Growing up I was a huge BabySitter’s Club fan. I so bad wanted to be a part of their group. I distinctly remember in one book when Dawn’s friends from California threw the BSC a party and served hummus, one of Dawn’s favorite foods. I didn’t really know what it was (in my head I pronounced it “hew-muss”, not “huh-muss” like it’s supposed to be) but I imagined it to be some crunchy, health-nut-y, weirdo food.
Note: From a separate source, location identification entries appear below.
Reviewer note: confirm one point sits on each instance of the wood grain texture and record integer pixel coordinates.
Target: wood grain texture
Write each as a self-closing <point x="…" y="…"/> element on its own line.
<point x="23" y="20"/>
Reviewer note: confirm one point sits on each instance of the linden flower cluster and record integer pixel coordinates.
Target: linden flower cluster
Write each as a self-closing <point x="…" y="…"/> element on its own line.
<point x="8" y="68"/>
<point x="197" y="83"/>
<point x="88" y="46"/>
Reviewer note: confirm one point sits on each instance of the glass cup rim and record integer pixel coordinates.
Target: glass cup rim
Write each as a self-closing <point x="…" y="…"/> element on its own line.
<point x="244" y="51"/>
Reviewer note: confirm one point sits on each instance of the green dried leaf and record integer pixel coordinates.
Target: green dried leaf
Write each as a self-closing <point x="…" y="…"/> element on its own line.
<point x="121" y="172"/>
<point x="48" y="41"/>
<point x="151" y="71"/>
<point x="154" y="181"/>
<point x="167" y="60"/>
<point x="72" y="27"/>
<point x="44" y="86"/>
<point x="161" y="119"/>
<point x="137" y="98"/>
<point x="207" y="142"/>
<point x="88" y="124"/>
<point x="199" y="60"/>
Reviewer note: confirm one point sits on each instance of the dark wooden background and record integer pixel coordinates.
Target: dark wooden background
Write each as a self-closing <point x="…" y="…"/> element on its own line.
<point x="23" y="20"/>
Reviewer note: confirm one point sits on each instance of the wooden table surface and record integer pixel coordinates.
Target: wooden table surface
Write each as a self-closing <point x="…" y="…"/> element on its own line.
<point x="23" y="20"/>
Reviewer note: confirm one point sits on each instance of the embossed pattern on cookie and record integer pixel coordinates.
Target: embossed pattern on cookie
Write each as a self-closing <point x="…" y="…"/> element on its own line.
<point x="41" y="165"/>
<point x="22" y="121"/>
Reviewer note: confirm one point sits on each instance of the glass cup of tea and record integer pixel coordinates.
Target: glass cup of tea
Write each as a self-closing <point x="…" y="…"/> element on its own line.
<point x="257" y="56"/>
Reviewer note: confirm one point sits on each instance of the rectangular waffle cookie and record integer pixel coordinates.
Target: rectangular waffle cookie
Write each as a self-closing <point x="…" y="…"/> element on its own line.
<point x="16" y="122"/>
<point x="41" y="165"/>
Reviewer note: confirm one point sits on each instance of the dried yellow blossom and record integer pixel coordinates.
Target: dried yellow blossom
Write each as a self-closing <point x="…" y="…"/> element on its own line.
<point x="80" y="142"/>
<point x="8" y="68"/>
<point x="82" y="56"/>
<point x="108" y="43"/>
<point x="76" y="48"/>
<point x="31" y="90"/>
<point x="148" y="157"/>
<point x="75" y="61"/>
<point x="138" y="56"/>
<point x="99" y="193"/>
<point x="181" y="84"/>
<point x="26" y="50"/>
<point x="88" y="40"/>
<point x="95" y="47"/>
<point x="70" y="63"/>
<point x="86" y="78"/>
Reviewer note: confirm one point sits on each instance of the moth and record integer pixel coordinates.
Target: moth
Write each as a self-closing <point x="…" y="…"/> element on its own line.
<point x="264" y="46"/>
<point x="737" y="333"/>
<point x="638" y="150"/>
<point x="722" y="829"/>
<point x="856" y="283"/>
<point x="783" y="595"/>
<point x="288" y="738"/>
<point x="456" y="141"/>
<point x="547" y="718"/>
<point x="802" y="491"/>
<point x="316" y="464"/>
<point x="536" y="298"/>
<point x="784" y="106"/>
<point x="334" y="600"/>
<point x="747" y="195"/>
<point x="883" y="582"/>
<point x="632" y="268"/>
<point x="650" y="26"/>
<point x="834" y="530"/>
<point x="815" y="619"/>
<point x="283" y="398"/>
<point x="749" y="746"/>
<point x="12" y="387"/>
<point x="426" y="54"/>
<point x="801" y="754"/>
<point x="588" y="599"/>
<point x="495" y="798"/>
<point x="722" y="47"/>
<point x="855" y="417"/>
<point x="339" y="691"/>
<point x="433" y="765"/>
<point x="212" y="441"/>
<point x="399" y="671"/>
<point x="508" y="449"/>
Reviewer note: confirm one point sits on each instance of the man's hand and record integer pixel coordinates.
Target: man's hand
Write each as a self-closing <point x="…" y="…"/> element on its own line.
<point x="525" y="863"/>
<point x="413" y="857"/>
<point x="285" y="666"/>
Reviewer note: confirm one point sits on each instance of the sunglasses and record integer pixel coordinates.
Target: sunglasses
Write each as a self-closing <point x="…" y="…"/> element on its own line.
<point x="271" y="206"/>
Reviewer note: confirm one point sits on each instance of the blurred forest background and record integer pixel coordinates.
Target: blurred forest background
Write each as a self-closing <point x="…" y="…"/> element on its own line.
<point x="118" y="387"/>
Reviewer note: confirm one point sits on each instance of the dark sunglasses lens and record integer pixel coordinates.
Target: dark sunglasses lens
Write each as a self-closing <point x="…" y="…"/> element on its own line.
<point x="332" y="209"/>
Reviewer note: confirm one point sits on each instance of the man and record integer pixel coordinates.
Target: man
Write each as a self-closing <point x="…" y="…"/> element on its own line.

Fast forward to college. That heath-nut-y weirdo food was starting to become part of my life. I was so fortunate that we had an AMAZING cafeteria at our school. We had a ton of choices and lots of pretty heathy variety. One day there was homemade hummus. I tried it and thought it was delicious. I still didn’t really know what it was, but I definitely liked it.
After that hummus experience in the cafeteria I searched for more hummus. However, every batch or brand of hummus I’d ever purchased at the store was not at all like the hummus I remembered Every single one was way too garlicky and had a super strong flavor.
Until one day while shopping at Whole Foods. They had a sample station set up with pita chips and hummus. I tried a bite and felt the relief of the end of a long journey…I had finally found a hummus that tasted like the stuff we had in college! We bought some immediately and I gobbled it up. We went back a few weeks later and bought some more. It was so so yummy.
The only problem was that the closest Whole Foods is an hour away from us. We only make it there once a month at the most so buying hummus there to have on a day-to-day basis just wasn’t practical. So I checked out the ingredient list…it only had a few ingredients listed (garbanzo beans, lemon juice, tahini, extra virgin olive oil, garlic cloves, salt, and cumin), so I figured I could make it myself, I just didn’t know what proportions to use. Making it myself would also be a cheaper option than the pre-made hummus.
Thanks to Pinterest, I found The Barefoot Contessa’s hummus recipe. It had almost the exact same ingredients as the Whole Foods hummus so I used that as a jumping off point for my recipe. I’ve now made this recipe at least five times and we love it! I eat it every day for a snack with some raw veggies. Hummus is a perfect alternative to ranch if you want some variety, it has less calories, and it’s much more “real” than bottled ranch.
So here it is. The best hummus recipe ever.
Put a little bit of water in a pot and bring it to a boil. Drop the garlic clove in and let boil for 30 seconds. From what I’ve heard, this takes the bite out of the garlic and gives it a nice, garlic flavor without being too strong.
The rest of the recipe is easy…just a bunch of mixing in your food processor. Chop the garlic (picture 1), then add the chickpeas and lemon juice (2), the hot sauce (3), the salt (4), olive oil (5), and tahini (6). Then process until smooth. Easy peasy.
Yum. So good!
Hummus Recipe (adapted from here)
- 2 cups garbanzo beans (chick peas) – I use dried beans. I soak them overnight, rinse them, boil them in water until soft, and rinse again. You could also use canned beans to save a few steps
- 1/4 cup tahini – It’s like peanut butter but made out of sesame seeds. I found mine in the organic section at Kroger
- 5 tablespoons lemon juice
- 1 tablespoon olive oil
- 1 large clove garlic
- 1 teaspoon salt
- 5-7 tablespoons water or liquid left from cooking the beans (depending on how thin you like your hummus)
- 4-8 dashes of hot sauce (depending on how hot you like it)
Put enough water in a pot to cover a garlic clove, bring it to a boil. Drop the clove of garlic in the boiling water for 30 seconds, then remove. Chop the garlic with your food processor. Then add chick peas, tahini, olive oil, salt, lemon juice, hot sauce, and water/liquid. Process until smooth.
This is a South Beach Phase 1 food and has 30 calories per tablespoon.